Le message de ce regroupement est la dénonciation entre autres de «l'austérité patriarcale» et des «mesures gouvernementales sexistes, transphobes, homophones». De façon plus large, il s'agit aussi d'un plaidoyer contre «la culture du viol et [les] oppressions quotidiennes [que vivent les femmes]», toujours selon la description de l'événement.

« Les commentaires qui remettent en question la non-mixité ne seront pas tolérés. La page de l'événement tout comme la manif sont des espaces non mixtes » — Le collectif Hyènes en jupons dans la description de l'événement sur Facebook

Pour éviter de «perdre du temps et de l'énergie», les publications sur l'événement ont été désactivées.

Pourquoi la non-mixité?

Dans un document publié en 2014, L'R des centres de femmes du Québec parle de l'importance de la non-mixité dans les centres de femmes québécois. L'R justifie cette position par le «besoin de se réunir [entre femmes)) pour comprendre et dénoncer le patriarcat et la discrimination systématique envers les femmes, qui continue de secondariser les femmes aux hommes dans notre société».

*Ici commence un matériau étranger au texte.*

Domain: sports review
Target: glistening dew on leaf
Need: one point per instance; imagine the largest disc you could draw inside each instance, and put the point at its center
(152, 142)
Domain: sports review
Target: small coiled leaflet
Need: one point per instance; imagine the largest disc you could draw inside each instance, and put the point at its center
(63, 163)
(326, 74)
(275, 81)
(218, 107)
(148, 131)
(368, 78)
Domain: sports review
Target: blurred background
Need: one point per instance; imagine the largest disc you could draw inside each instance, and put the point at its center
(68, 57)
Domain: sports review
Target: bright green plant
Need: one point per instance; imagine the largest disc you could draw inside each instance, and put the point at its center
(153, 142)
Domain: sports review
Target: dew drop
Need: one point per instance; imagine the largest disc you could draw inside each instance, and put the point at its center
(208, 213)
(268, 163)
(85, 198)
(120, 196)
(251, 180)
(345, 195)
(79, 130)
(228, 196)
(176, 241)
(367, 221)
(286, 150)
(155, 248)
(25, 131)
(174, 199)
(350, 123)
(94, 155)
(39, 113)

Sur sa page Facebook, Hyènes en jupons a aussi partagé un texte qui explique ce qu'est la non-mixité et pourquoi elle est jugée nécessaire, autant dans les luttes féministes que contre le racisme.

«La pratique de la non-mixité est tout simplement la conséquence de la théorie de l’autoémancipation. L’autoémancipation, c’est la lutte par les opprimés pour les opprimés. [...] Car dans les groupes mixtes, Noirs-Blancs ou femmes-hommes, et en général dans les groupes dominés-dominants, c’est la vision dominante du préjudice subi par le groupe dominé qui tend à… dominer. Les opprimés doivent non seulement diriger la lutte contre leur oppression, mais auparavant définir cette oppression elles et eux-mêmes.»